All Your Snowflake Data Clean Room Questions Answered
Diverse data delivers richer experiences for customers. Layers of data—of all sizes and kinds—provide insights into customers’ profiles and preferences and how best to serve them. Traditionally bringing all that data together has been challenging, as it required copying and moving it across systems. All that required effort, and raised concerns about the ability to govern the data.
In May, Snowflake hosted a webinar on data collaboration and clean rooms. Snowflake’s data sharing capability provides access to live, ready-to-query data, without having to copy and move it, making it easier to access and to govern. But some data is extremely sensitive or highly regulated.
Snowflake’s enhanced Global Data Clean Room capability, based on features now available in private preview, enables the privacy of data to be maintained while allowing multiple parties to derive insights from it. Data owners define specific rules about which operations can be performed using their data, who can run them, and what the responses can be. Clean room configurations can also include additional privacy enhancing capabilities such as time stamping or the injection of “noise” in the results. Based on these configurations, parties to the clean room can then run their allowed operations against the data without seeing the underlying data or logic. For example, a customer overlap query could report how many common customers two or more parties have, rather than showing who those customers actually are. I call this “sharing without showing.”

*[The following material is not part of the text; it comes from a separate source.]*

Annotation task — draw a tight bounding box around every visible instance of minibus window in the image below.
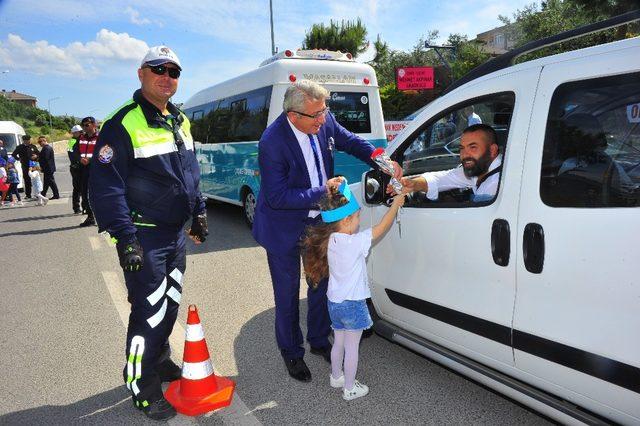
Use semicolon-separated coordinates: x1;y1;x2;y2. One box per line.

Not surprisingly, the audience asked some pertinent questions about how these capabilities work. We’ve asked the experts to provide some answers:
In your experience, do you foresee changes in the significance of data collaboration? What’s next in terms of advancements in data collaboration?
Companies have already been sharing data, just much less efficiently. But current industry dynamics have accelerated demand for sharing and collaboration. In the advertising world, the deprecation of third-party cookies has left many marketers without sources of external data. At the same time, new use cases and data-intensive analytic methods have resulted in an explosion in demand for data. Yet concerns about preserving data privacy have also grown. These dynamics have resulted in a perfect storm: the need for secure data collaboration via data clean rooms.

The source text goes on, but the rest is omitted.